そんな時、中島が暮らす高円寺のアパートにボブ・ディランらしきハーモニカ吹きの男が現れ、頭の中に彼の声が聞こえてきます。その姿は中島以外には見えません。
「どんな気がする?誰にも知られない気分は?」
もてはやされたバンドブームはあっという間に去ることになります。中島の思う「本当のロック」を求めて中島はもがきます。そしてバンドは新たな局面を迎えます。
【みどころ】
みうらじゅん氏が経験した昭和のバンドブームが背景になっているので懐かしい雰囲気があちこちに感じられると思います。ファッションや懐かしのバンドにも注目です。
そしてキャストが非常に豪華です。田口トモロヲさんはキャスティングをするときにひとつだけ条件があると話していました。それは「やさしいひと」だったそうです。トモロヲさん自体、バンドをやっていたそうで、バンドメンバーには音楽経験がある人が選ばれました。中村獅童、マギー、大森南朋、そして峯田和伸。峯田演じる主役の中島の彼女役に麻生久美子。脇を固める俳優陣もすごいです。中島の両親があき竹城、塩見三省。岸部四郎や大杉漣も夢見る若者と対峙する大人として競演しています。

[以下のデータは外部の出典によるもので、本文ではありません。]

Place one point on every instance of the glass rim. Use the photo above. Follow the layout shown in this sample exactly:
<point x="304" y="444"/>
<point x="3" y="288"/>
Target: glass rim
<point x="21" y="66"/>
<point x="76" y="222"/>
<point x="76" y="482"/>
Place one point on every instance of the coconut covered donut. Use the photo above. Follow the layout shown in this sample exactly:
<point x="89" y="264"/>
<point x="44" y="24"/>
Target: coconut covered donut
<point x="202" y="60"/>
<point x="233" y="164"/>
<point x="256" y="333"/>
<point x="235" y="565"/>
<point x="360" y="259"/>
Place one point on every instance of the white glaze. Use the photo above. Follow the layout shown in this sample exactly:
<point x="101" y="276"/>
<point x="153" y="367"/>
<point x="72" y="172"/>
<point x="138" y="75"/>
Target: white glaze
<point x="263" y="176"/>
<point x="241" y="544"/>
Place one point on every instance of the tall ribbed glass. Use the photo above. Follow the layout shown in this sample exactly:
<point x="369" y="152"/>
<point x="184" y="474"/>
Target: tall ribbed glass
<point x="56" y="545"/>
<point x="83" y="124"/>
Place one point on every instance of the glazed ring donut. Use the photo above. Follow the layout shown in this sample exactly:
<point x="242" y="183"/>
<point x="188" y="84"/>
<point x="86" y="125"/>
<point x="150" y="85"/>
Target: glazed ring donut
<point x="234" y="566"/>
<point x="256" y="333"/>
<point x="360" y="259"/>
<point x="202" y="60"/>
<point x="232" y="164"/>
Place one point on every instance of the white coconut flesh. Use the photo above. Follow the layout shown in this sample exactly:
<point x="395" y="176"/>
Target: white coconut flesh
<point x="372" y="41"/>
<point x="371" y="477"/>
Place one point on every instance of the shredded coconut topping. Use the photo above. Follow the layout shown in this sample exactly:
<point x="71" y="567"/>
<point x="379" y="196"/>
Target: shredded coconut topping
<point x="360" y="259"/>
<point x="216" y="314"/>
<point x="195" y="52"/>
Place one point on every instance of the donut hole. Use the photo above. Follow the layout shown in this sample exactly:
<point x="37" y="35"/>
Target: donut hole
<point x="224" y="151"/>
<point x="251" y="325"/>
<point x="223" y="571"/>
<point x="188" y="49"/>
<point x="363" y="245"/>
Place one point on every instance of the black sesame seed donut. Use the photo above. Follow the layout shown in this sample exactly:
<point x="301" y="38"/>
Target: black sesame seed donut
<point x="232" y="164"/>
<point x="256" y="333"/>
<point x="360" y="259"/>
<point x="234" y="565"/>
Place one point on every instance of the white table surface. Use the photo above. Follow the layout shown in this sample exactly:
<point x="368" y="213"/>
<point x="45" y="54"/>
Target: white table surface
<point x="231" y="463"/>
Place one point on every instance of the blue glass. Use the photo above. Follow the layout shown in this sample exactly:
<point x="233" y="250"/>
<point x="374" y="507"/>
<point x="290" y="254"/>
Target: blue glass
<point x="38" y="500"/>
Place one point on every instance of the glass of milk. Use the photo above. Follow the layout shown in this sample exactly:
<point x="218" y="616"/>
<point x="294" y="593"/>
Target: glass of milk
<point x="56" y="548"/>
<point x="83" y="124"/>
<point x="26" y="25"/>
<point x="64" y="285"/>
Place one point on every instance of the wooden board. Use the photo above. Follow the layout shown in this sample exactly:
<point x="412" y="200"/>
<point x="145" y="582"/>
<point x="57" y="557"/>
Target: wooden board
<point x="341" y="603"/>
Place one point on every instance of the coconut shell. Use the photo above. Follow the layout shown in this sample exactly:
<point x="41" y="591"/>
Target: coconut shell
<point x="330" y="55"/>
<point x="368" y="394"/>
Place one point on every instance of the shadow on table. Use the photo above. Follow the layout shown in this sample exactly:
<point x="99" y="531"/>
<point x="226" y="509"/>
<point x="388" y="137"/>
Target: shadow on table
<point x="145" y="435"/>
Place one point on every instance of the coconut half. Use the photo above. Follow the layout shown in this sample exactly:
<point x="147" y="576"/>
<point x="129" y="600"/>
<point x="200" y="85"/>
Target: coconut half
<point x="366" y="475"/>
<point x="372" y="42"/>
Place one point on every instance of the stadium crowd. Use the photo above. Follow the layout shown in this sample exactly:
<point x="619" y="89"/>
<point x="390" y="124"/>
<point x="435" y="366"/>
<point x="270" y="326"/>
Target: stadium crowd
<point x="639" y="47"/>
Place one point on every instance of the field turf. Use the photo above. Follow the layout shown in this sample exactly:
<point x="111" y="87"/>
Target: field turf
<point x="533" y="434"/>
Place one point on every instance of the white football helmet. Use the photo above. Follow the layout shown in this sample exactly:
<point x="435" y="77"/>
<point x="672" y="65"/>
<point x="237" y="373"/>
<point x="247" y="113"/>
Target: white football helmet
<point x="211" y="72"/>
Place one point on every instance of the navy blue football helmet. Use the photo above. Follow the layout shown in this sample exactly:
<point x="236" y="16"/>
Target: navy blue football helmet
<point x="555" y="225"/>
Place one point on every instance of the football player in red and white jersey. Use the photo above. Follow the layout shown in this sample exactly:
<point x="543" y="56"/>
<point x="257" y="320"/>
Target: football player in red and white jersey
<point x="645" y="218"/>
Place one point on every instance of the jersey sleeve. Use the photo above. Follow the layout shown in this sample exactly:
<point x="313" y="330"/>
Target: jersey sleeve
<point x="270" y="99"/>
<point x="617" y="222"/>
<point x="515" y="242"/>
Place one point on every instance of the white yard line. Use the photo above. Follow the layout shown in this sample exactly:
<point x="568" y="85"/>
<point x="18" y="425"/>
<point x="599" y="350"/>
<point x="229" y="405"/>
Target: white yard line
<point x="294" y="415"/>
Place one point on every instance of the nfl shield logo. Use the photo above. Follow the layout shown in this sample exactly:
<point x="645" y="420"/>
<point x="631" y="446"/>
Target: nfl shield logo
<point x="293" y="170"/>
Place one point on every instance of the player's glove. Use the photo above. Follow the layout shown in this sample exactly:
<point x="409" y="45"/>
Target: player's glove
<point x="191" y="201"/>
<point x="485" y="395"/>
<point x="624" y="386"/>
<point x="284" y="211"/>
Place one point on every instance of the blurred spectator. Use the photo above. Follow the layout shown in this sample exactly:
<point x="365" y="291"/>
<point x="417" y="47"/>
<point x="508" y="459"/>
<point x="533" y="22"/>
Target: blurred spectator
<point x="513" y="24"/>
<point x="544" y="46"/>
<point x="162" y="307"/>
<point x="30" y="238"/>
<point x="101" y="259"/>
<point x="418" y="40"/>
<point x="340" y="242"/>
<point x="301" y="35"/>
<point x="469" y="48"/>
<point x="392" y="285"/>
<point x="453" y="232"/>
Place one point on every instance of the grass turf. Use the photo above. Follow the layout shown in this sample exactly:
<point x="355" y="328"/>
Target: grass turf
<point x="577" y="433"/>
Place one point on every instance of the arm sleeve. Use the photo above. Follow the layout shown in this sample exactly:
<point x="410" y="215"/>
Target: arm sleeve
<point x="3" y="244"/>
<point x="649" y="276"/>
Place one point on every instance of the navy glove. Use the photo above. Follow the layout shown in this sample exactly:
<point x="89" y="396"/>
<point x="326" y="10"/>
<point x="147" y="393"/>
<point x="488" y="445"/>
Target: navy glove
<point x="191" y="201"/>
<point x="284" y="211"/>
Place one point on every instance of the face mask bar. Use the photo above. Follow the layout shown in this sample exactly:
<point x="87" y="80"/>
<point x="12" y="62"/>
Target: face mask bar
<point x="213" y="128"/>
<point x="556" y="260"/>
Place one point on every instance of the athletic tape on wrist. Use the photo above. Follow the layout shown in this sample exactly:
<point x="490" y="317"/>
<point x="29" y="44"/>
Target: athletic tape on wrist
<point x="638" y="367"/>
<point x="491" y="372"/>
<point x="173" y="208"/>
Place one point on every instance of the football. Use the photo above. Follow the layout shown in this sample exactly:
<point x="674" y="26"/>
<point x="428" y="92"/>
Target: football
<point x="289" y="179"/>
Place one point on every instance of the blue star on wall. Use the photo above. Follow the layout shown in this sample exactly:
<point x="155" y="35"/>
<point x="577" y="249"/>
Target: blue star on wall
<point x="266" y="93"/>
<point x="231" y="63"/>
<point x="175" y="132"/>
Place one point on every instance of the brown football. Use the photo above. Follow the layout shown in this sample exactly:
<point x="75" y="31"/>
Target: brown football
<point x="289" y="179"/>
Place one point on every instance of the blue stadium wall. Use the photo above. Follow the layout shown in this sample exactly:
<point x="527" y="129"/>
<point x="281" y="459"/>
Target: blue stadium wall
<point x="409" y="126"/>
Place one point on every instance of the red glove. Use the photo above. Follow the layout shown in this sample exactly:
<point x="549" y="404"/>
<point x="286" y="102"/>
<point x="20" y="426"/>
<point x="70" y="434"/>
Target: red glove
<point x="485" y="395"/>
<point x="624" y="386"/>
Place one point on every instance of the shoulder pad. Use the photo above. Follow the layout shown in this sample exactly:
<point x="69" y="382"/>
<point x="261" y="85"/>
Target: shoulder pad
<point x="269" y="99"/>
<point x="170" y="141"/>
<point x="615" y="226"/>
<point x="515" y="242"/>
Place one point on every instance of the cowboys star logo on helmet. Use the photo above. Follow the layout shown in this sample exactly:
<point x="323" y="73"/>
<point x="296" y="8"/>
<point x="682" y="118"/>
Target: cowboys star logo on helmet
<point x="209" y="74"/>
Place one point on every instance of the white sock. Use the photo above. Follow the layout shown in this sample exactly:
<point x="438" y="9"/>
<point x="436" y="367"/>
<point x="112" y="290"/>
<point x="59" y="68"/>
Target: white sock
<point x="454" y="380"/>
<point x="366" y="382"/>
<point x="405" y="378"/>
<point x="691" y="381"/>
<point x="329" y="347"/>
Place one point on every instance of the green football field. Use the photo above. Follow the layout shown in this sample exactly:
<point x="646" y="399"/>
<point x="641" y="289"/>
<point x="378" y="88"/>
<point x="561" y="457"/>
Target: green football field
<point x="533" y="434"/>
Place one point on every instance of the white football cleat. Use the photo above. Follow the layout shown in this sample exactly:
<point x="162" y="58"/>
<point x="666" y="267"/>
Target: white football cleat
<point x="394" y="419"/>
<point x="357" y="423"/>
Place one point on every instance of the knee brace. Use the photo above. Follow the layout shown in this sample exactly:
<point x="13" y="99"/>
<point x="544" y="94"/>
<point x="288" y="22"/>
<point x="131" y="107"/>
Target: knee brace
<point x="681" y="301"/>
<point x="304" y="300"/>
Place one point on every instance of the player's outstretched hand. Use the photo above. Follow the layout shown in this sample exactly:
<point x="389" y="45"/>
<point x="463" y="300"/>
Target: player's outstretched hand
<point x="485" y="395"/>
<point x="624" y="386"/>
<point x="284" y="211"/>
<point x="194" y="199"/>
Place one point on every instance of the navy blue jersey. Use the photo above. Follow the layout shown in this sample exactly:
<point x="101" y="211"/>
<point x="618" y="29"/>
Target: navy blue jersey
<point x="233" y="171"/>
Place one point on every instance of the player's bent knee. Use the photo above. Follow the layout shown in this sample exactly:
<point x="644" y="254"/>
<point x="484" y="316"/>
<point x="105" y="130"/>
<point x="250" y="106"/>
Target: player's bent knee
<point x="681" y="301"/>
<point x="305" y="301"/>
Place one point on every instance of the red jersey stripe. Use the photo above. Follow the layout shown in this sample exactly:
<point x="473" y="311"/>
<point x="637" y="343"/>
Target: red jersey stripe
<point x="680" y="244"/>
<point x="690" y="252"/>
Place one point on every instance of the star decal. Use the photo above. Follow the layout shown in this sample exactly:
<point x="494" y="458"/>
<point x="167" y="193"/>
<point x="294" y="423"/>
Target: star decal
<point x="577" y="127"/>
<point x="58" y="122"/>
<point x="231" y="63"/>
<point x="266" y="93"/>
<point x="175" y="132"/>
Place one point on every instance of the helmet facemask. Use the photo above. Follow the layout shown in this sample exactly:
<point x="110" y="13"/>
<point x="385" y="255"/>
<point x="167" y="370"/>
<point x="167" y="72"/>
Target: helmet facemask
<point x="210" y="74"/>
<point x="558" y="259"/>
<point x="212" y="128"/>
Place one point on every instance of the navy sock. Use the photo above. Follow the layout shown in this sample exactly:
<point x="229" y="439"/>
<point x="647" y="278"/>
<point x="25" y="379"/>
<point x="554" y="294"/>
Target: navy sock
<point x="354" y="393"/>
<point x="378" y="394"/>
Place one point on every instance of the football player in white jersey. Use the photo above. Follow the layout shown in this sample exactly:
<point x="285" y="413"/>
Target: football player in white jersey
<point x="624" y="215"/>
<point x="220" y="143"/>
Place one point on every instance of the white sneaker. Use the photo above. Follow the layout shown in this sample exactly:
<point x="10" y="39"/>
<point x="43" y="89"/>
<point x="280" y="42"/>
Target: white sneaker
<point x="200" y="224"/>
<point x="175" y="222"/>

中島の成長の中で彼女との恋愛関係は重要なものに描かれています。タイトルの「アイデン&ティティ」が示す通り、中島のアイデンティティが彼女とふたりで成り立つもの、としています。理想の姿を求めて紆余曲折の中島に理解を示す彼女の言葉や眼差しは、幻想のように中島の前に現れるディランが残す言葉と共に、時に惑わせ、中島を導きます。ロックに限らず何かを求めて奮闘する切なる思いは普遍的で共感できる作品だと思います。
ボブ・ディラン本人に脚本を読んでもらって許可を得たそうで、ディランの言葉と音楽が効果的にちりばめられています。今やノーベル賞詩人となってしまったボブ・ディランの言葉にもぜひ今一度注目してみてください。
【この映画にまつわる個人的なコラム】
この作品で峯田さんを好きになりました。彼のバンド、GoingSteaeyの存在は知っていましたが、役者もやるミュージシャンでこんな人はいませんでした。表現力に富む人でバンドは超人気だし、唄を歌うだけで十分彼は魅力的だしカリスマ的に人を惹き付けてきたはず。なのに彼は役者の道も受け入れて新たな表現方法を手に入れました。彼は常に、客のためには生きてないし自分のために生きていてきっとたくさんの良い人、「やさしい人」たちの中で今、やるべきことをやっているんだなあと思います。
「やらなきゃならないことをやるだけさ だからうまくいくんだよ」本作ラストの言葉です。
ディランの「人は自分の属さない場所へ行ってはいけない」という言葉どおり、「やりたいこと」が「できること」でそこを色々間違ったら必要ない苦労をするんだろうと思います。素直に生きたいものです。。(・・;)
東京から神戸に戻ってきたときに観た映画でとても思い入れのある作品です。麻生久美子さんがとっても可愛くて、、理想的でまぶしいぐらいです。
というわけで邦画編スタートです。基本的には五十音順で行こうと思いますが繋がりがあれば積極的に外れて行こうと思っています。お付き合いいただけると幸いです。